Deep Brain Stimulation Leads Advances in Neuromodulation for Movement Disorders


An AAN session included presentations of research on the latest advancements and knowledge in neuromodulation for patients with these disorders.

Ashley Guest

Ashley Guest

Sunday afternoon’s “Neuromodulation in Movement Disorders” scientific platform session at the 2021 American Academy of Neurology (AAN) Annual Meeting, April 17-22, featured 5 presenters who shared research on key topics regarding neuromodulation, mainly with the use of deep brain stimulation (DBS).

Ashley Guest, a PhD student at the University of Arizona Health Sciences, presented the first poster, which investigated the cellular and local network dynamics of neurons in the subthalamic (STN) when stimulated with DBS. Patients with Parkinson disease (PD) included in the study underwent neurosurgery for DBS electrode placement, but the results showed that DBS does not change the firing rate of neurons in the STN.1

The anesthesia used in the study was propofol. When asked whether the anesthetic choice may have an impact, Guest told reporters, “we cannot eliminate the influence of anesthesia on our studies, so at this point I can’t definitely say that it is playing a point. Our gut is that it is and in general, anesthesia dampens and slows down brain rhythm. We’re interested in repeating our studies in awake patients.”

Her and her colleagues also wrote that the data suggests that DBS acts at the network level because of the lack of effect of STN neuron firing and the changes in AP-LFP (left frontoposterior position) relationship.

Guest’s research was followed up by Lan Luo, MD, neurologist, Beth Israel Deaconess Medical Center.

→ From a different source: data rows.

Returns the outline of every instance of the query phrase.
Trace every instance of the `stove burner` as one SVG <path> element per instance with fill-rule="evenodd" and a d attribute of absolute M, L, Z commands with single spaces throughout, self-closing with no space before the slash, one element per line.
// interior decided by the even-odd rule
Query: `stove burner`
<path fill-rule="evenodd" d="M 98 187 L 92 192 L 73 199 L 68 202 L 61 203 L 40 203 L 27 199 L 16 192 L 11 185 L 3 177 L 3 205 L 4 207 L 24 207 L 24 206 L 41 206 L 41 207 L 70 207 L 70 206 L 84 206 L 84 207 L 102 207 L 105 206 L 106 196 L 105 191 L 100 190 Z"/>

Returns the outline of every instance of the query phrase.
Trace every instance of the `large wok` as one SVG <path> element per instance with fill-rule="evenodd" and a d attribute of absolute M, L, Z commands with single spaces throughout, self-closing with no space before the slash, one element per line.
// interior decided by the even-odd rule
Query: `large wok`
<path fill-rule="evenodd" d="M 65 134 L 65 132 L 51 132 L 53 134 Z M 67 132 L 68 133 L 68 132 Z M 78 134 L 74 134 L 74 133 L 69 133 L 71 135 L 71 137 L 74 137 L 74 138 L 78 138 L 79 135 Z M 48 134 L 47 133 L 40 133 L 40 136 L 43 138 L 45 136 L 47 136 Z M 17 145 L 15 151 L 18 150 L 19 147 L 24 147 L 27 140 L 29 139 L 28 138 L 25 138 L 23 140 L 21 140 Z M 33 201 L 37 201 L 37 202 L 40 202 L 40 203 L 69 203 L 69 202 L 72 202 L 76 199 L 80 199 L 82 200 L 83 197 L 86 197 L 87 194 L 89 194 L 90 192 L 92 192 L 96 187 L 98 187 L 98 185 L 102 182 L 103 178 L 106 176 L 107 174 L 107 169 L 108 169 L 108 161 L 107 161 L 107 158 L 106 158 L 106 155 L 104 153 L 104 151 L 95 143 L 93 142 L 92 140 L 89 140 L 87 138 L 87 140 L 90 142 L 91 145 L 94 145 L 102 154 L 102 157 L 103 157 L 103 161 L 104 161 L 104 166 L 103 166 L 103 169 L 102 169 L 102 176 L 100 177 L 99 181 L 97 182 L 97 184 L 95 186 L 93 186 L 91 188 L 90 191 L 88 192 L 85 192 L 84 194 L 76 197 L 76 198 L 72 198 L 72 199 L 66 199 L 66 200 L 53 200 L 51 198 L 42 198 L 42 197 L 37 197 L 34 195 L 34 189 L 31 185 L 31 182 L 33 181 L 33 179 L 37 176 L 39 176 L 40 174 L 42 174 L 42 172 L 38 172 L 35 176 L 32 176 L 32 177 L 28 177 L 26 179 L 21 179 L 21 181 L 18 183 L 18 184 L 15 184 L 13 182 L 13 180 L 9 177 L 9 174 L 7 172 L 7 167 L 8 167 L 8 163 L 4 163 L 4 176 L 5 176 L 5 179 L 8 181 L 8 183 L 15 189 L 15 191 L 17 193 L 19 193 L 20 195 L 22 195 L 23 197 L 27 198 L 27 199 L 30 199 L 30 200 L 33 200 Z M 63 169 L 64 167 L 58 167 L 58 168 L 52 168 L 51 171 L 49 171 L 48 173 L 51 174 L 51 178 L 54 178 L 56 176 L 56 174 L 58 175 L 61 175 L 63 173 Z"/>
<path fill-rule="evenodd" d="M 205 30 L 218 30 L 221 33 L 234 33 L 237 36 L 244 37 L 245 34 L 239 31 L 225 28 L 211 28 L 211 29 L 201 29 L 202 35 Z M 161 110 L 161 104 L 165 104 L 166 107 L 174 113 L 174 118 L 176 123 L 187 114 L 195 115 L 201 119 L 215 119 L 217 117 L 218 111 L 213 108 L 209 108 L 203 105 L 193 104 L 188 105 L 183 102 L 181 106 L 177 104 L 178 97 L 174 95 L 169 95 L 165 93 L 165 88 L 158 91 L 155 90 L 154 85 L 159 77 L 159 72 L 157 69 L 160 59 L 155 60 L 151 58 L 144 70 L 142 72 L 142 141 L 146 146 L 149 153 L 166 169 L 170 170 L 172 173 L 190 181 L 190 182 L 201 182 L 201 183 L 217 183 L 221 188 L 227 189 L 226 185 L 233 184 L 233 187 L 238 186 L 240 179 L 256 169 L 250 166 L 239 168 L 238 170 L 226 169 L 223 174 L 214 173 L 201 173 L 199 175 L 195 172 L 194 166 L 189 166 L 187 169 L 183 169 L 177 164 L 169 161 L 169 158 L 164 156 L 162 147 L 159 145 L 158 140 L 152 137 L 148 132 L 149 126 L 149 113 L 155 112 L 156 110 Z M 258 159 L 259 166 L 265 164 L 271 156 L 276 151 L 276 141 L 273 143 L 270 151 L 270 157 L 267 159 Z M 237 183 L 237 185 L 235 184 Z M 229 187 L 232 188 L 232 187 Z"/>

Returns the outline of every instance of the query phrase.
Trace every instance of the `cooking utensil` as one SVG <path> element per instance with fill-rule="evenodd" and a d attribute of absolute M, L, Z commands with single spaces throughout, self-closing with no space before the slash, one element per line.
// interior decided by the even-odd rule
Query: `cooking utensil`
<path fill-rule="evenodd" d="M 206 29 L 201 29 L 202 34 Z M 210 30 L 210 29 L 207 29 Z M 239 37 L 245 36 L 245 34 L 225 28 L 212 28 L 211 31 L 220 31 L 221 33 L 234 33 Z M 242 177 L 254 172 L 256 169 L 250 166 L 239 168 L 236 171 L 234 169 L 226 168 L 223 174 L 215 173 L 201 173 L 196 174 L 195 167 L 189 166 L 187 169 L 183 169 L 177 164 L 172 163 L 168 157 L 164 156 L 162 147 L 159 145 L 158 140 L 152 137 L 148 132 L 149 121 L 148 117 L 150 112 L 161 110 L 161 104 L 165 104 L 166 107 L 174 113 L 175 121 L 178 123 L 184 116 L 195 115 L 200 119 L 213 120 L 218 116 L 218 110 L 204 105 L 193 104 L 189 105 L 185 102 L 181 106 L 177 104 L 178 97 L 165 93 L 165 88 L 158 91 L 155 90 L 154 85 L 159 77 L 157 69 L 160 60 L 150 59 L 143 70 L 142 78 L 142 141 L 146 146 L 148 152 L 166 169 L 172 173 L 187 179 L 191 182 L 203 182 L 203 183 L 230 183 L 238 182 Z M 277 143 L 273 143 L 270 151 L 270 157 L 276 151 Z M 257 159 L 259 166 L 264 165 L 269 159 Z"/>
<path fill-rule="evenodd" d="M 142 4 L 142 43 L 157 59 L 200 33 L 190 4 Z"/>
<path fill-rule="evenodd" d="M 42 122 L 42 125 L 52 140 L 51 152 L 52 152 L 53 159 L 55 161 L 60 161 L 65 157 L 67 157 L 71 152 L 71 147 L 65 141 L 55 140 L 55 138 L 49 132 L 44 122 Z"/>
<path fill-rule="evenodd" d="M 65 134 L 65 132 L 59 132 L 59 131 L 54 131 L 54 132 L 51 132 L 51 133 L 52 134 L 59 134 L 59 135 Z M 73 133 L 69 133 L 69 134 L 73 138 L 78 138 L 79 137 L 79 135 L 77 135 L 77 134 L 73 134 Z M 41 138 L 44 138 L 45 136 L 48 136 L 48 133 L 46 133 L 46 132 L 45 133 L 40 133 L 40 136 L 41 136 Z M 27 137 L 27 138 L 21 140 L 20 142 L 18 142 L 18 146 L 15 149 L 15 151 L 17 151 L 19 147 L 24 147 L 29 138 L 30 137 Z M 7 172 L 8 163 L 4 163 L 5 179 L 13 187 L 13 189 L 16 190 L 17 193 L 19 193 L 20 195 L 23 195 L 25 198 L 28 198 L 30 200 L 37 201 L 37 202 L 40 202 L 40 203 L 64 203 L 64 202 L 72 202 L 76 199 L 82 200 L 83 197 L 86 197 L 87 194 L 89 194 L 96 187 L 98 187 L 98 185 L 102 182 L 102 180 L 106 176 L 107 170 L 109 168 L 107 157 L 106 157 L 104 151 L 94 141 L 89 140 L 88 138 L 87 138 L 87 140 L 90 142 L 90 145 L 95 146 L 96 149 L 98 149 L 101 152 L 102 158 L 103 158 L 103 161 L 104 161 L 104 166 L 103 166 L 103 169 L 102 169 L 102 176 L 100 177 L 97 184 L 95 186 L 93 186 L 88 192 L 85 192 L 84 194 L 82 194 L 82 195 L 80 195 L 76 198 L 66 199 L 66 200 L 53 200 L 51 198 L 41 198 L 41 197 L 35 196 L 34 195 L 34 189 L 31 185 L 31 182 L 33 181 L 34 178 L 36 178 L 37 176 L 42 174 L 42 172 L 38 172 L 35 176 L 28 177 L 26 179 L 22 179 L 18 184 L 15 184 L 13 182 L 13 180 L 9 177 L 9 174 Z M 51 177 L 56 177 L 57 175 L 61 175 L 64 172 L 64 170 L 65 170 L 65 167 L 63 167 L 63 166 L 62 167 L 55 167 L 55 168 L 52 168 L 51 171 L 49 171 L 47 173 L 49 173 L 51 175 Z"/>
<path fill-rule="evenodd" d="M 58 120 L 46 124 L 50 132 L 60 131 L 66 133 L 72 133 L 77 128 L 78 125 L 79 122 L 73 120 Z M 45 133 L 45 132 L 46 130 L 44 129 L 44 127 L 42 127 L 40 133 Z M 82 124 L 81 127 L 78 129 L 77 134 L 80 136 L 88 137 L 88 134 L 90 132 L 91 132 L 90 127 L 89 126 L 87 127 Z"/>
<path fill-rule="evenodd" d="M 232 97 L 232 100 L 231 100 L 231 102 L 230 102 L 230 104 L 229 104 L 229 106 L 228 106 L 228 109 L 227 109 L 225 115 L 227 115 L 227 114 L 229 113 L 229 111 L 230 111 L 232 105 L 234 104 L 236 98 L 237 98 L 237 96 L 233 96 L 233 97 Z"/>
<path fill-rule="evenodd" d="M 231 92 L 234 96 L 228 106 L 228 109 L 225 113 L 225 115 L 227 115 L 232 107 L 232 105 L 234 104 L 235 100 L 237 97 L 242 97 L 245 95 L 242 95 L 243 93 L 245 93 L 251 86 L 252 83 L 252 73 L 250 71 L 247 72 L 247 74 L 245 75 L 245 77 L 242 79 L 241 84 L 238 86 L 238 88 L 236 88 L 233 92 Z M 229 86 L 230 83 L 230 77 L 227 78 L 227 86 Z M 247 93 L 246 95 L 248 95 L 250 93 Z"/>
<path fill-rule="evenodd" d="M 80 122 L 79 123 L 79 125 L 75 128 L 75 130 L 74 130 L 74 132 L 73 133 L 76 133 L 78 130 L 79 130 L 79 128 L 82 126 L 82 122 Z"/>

Luo et al evaluated whether stroke lesion locations disrupting gait and DBS sites improving gait in PD map to common brain circuit.2 The study derived a circuit connected to lesions associated with gait impairment in 109 patients with stroke and computed the regions functionally connected to each lesion location. Using voxel-wise t tests, researchers assessed the therapeutic relevance of this circuit by comparing it to 94 subthalamic DBS sites in patients with PD. They concluded that connectivity between lesion locations and a network of brain regions, including anterior cingulate, midbrain, and pons was significantly associated with gait impairment.

"Within the conjunction analysis, we took a more general picture of the gait dysfunction into our analysis, “Luo stated. “Some of the more heterogeneity was not accounted for.”

READ MORE: Multiple Independent Current Control DBS Associated With Improved Outcomes in Parkinson Disease

DBS continued to be a hot topic within this session, having long-term outcomes further analyzed in research presented by Jill L Ostrem, MD, FAAN, neurologist, University of California San Francisco. The study compared the 10-year clinical outcomes of patients with PD who receive DBS treatment in the STN compared to globus pallidus interna (GPi).3

Improvement in motor function compared to baseline was maintained over2, 7, and 10 years for GPi and STN, with a trend slightly favoring STN. The greatest reduction over time was seen in tremor subscales followed by rigidity subscales.

"In conclusion, this is the longest study evaluating 2 DBS targets in a randomized clinical trial,” Ostrem stated. “Our findings show that DBS has a significant and stable effect on some motor function, regardless of target over 10 years. I find this remarkable as PD is a progressive neurodegenerative disease and we can maintain or even improve upon some aspects over 10 years.”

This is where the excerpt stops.